2.06.2019
A sensor from the enormous Antarctic observatory IceCube has joined the permanent collection of the Smithsonian Institution.
Headquartered at the University of Wisconsin–Madison, IceCube uses thousands of these sensors embedded in a cubic kilometer of ice underneath the South Pole to track neutrinos, invisible subatomic particles that traverse space at nearly the speed of light. The sensors, called digital optical modules, or DOMs, detect the flash of blue light created when a neutrino crashes into a molecule of ice.
In 2018, IceCube reported that they had detected a high-energy neutrino coming from the supermassive black hole at the center of a distant galaxy near the constellation Orion. The results solved a century-old mystery about the origin of cosmic rays — energetic particles that constantly pelt Earth’s atmosphere.
The Smithsonian received the DOM, which was manufactured at UW–Madison’s Physical Sciences Laboratory in Stoughton, Wis., in early May.
“Having this DOM preserved in the annals of history in the Smithsonian collection is very gratifying feeling,” says Kael Hanson, the director of operations for IceCube and a professor of physics at UW–Madison.
David DeVorkin, the curator for the history of astronomy at the Smithsonian’s National Air and Space Museum, nominated the IceCube DOM for inclusion in the collection because of the project’s role in the development of multi-messenger astrophysics.
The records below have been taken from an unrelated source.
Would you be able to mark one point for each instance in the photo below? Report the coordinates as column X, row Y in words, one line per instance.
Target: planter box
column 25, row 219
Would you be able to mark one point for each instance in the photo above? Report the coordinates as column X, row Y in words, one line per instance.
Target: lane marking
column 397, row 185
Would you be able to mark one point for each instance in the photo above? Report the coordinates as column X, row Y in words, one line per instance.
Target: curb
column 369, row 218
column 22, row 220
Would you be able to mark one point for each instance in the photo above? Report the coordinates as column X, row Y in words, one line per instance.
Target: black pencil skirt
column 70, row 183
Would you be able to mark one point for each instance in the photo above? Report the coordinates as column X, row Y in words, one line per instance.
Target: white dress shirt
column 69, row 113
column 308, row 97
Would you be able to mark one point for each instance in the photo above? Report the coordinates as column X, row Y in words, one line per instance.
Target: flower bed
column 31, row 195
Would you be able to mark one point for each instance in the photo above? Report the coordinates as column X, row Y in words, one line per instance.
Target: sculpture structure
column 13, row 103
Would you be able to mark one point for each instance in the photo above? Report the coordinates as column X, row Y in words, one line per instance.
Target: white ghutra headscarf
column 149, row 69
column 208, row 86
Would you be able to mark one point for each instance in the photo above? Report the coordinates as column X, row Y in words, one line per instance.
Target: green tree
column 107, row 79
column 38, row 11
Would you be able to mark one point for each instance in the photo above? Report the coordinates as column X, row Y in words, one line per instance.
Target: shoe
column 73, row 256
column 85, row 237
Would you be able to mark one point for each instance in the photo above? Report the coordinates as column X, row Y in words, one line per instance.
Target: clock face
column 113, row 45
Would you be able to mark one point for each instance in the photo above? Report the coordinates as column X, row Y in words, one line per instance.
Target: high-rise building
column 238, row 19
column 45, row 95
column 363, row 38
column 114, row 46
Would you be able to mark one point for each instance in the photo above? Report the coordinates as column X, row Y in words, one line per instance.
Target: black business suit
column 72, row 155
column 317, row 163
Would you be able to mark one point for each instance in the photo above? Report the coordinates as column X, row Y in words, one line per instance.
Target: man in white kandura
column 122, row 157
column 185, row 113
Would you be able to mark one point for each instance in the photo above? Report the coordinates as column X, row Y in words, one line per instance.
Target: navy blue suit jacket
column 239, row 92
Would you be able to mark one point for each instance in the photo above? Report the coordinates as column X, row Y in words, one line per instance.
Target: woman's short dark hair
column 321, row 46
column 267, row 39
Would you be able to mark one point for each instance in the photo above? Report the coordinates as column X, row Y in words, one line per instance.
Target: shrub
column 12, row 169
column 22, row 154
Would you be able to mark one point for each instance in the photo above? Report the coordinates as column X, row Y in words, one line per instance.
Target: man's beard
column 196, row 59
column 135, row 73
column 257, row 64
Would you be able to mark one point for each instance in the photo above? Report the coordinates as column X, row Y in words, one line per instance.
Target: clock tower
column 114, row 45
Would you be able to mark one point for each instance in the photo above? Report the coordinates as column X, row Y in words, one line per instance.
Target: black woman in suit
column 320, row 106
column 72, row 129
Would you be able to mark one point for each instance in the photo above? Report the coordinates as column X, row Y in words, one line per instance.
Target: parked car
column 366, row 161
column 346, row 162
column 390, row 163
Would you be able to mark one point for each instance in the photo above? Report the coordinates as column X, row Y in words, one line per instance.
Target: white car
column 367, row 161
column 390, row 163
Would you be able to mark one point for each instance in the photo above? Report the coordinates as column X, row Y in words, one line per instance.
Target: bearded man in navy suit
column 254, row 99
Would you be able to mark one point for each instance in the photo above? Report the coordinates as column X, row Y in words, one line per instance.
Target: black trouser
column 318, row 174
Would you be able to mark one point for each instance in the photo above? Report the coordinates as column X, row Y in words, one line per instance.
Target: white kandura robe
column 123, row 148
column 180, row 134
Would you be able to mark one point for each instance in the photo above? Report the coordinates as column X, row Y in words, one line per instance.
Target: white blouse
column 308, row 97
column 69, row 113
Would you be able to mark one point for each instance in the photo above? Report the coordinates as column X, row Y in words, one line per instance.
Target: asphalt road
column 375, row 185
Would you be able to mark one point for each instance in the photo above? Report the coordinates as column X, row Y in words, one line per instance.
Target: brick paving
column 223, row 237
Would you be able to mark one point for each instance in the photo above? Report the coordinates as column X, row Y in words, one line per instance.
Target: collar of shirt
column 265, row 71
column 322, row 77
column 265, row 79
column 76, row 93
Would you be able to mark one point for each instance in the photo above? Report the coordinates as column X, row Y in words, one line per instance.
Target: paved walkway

This developing field relies on signals, or messengers, that go beyond light, such as gravitational waves or particles like neutrinos, to better understand the universe.
IceCube’s discovery of the origin of cosmic rays was a prime example of the power of multi-messenger astronomy. The finding relied on years of neutrino data collected by IceCube as well as light across the energy spectrum gathered by more than a dozen telescopes. The results were announced in July of 2018 at the headquarters of the National Science Foundation, the principal funder of IceCube, which encompasses 300 scientists from institutions around the world.
“It’s a dramatic instrument,” DeVorkin says of IceCube. “It was very creative in using the rigid structure of the ice sheet to maintain these detectors, providing much greater resolution.”
The DOMs were designed at the Physical Sciences Laboratory to withstand the crushing pressures found underneath up to a mile and a half of ice. More than 5,000 sensors are deployed on 86 strings that IceCube scientists installed in the ice over seven Antarctic summers using a hot-water drill that was also designed at the Physical Sciences Laboratory in Stoughton.
“We’ve been improving the design of these optical sensors we put down in the South Pole ice ever since the mid-90s,” says Hanson. “Some of them have been in the ice for 15 years and we still have 98 percent of them working, so it’s a tribute to all the engineering and the hard work of the entire team that went into designing them.”
DeVorkin is now helping develop a new exhibition slated for a future gallery as part of the renovation of the museum’s building in Washington, D.C., which will highlight the increasing clarity about our universe provided by multi-messenger collaborations like IceCube.
“Collecting the object’s one thing, but what story it tells to the public is a whole other element,” says DeVorkin.